Varga was active in the Union of Working Youth, student organisation of the Hungarian Working People's Party, within which he was regarded as an intellectual. He was part of a group which in 1954 founded the Petofi discussion group, in opposition to Mátyás Rákosi. When it was revived in 1956, he became Deputy Secretary of its Provisional Bureau. The group, while influential, attempted to quell the Hungarian Revolution, fearing a violent backlash.

Following the defeat of the revolution, Varga escaped to Austria, then settled in Paris, where, following discussions with Pierre Broué, he became a Trotskyist and founded the League of Revolutionary Socialists of Hungary with other exiles. He joined the Internationalist Communist Organisation (OCI) in 1962, and in 1963 his league affiliated to the International Committee of the Fourth International (ICFI).

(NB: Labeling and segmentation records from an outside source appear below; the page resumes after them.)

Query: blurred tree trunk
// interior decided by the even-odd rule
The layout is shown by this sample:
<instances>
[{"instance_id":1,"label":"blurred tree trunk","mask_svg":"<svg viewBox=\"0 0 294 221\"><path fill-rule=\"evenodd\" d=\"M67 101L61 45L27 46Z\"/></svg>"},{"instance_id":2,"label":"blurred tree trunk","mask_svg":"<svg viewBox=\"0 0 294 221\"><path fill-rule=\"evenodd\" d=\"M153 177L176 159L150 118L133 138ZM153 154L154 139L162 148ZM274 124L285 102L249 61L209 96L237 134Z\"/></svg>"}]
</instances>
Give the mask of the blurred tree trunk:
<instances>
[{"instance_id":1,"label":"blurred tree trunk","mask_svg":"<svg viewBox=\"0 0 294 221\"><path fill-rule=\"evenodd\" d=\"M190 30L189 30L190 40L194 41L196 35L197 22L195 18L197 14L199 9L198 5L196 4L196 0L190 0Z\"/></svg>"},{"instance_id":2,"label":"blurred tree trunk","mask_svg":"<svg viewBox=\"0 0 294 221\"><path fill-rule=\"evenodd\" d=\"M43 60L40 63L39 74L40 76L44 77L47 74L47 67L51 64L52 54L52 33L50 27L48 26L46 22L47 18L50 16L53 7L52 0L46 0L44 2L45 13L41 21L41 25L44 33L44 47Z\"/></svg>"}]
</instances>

In 1972, the OCI decided to leave the ICFI and instead set up the Organising Committee for the Reconstruction of the Fourth International. Varga initially sided with the OCI, but soon after came into conflict with them and was expelled. The following year, he founded the International League for the Reconstruction of the Fourth International. The OCI claimed that he had been both a CIA and a KGB agent, but an international committee consisting of representatives from Lutte Ouvrière, the Ligue Communiste Revolutionnaire, the Socialist Workers Party (US) and the International Spartacist Tendency found no proof of this.

In 1984, Varga was expelled by an opposition group within his own international, and instead formed the Group of Opposition and Continuity of the Fourth International. In 1990, this dissolved itself into the Workers International to Rebuild the Fourth International, of which Varga became Secretary.